Now aaaaaa = a(10^5 +10^4 +10^3 +10^2 +10^1 +10^0 )

Only if 'a' is a single digit.

If a is two digits, then aaaaaa = a(100^5 +100^4 +100^3 +100^2 +100^1 +100^0 )

If a is 6 digits, aaaaaa = a(10^6^5 +10^6^4 +...)

biwema · 2004-09-21, 06:39

Quote:

Originally Posted by mfgoode

Kindly settle the issue one way or the other.
The set in question is 111112 repeated 6 times.
Does 7 divide it or not?

In this example it makes no sense to proove that 111112 repeatet 6 times is divisible by 7.
Just enter it into a calculaor and the result will be:

111112111112111112111112111112111112 / 7

15873158730301587444444587301730158 remainder 6.

So this sequence is not divisible by 7. So every 'proof' you find will be flawy.

Division rule.

Dividing 10^n gives:

1 % 7 = 1
10 % 7 = 3
100 % 7 = 2
1000 % 7 = -1
10000 % 7 = -3
100000 % 7 = -2
1100000 % 7 = 1 (starting from beginning here)

If you divide a huge number by 7, you can group the digits in groups of 6.

def abcdef abcdef abcdef abcdef abcdef

Sum up all digits a giving A, all b giving B etc.
Then calculate F-C + 2*(D-A) + 3*(E-B) then the whole result % 7.
If the remainder is 0, the big number is divisible by 7.

You can easily see, that abc = -def
So the first half of the period is the negative of the second half.
Using that property, you can prove the assumption that if you repeat a N (N % 6 != 0) numbers, the whole thing is divisible by 7. (see my former post) If N%6=0, then it is only divisible, if and only if the samll group is also.
Hence the repeated group must not have the same length as the period.

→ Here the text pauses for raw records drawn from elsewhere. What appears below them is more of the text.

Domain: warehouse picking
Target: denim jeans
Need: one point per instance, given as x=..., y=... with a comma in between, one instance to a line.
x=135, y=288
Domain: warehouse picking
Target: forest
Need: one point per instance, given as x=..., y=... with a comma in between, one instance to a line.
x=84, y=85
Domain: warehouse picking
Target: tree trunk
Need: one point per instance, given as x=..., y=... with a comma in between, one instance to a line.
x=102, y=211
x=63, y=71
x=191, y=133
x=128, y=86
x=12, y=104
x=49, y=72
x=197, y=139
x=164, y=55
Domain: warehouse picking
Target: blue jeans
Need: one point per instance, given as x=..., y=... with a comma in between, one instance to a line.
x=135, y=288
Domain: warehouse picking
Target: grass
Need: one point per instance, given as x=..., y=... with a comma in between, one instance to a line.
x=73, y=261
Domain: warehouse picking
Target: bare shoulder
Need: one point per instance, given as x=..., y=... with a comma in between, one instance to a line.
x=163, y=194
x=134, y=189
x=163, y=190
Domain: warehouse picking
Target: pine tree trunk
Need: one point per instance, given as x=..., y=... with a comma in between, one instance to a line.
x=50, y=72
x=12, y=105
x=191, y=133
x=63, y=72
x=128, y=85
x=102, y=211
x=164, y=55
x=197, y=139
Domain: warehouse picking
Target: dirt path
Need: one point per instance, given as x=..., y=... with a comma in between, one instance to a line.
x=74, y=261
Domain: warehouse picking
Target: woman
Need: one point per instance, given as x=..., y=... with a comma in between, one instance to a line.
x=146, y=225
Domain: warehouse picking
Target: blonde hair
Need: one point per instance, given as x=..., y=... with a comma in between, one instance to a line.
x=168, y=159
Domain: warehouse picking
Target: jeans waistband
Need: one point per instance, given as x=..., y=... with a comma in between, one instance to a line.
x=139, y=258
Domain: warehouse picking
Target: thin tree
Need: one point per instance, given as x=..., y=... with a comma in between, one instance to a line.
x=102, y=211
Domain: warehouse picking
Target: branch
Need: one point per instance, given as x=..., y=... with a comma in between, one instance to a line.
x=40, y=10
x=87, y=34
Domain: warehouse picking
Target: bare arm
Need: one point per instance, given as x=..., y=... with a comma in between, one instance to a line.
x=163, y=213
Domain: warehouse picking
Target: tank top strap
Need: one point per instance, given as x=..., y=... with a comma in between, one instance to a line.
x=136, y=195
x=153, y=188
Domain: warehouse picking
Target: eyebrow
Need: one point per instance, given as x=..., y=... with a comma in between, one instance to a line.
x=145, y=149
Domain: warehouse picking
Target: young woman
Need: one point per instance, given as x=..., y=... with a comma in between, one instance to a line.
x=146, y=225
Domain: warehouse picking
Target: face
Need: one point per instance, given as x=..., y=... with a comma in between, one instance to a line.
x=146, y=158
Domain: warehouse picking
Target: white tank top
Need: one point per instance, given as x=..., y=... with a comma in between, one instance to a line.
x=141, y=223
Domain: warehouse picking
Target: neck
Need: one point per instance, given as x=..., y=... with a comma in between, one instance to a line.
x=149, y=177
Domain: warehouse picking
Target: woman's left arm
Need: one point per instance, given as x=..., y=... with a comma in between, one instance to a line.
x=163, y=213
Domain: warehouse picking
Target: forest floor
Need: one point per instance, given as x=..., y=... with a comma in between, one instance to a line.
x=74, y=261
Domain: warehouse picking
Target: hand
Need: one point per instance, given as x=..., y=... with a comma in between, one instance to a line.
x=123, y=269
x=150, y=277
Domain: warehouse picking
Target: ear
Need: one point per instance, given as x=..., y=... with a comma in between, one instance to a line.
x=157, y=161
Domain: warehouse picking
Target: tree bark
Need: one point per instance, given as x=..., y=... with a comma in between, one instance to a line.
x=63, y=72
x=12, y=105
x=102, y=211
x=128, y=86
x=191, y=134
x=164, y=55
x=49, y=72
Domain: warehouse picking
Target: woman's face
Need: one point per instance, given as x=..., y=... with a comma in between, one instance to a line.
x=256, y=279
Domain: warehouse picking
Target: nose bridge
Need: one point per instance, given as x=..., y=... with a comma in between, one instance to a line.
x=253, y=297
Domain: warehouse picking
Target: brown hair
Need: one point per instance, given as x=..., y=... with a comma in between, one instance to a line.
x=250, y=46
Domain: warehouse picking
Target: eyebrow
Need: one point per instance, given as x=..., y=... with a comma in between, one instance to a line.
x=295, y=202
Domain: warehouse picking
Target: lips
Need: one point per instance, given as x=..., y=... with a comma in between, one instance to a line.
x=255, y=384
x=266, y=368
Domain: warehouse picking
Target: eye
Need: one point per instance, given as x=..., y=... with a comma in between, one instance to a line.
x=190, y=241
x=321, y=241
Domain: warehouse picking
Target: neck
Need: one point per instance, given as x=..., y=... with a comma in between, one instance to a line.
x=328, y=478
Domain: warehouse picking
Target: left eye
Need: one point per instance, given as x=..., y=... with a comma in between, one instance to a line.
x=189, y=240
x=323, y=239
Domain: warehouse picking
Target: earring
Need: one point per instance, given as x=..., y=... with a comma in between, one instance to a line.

David John Hill Jr · 2004-09-22, 11:56

As not having been brought out in this dicussion on 7's, it may be worthy of noting:
1+ 6 = 7
1+ 6^x (x may sometimes be termed 'recurring') is not necessarily
a product of 7.
however,
x + 6^x is divisible by 7 , iff 7|x .

Now if one lets 6 of anything(call it any number in decimal),
it will destroy 7 divisibilty of the above if not divisible by 7 itself.
(Please address the original statement of the problem)

Something else I also worked on the last couple of days:

What may be a short method of determining 7 divisibility.

Notice 7=10-3,
x(7)=x10-x3 ....................(1)
Now both 10 and 3 have their respective recognition methods.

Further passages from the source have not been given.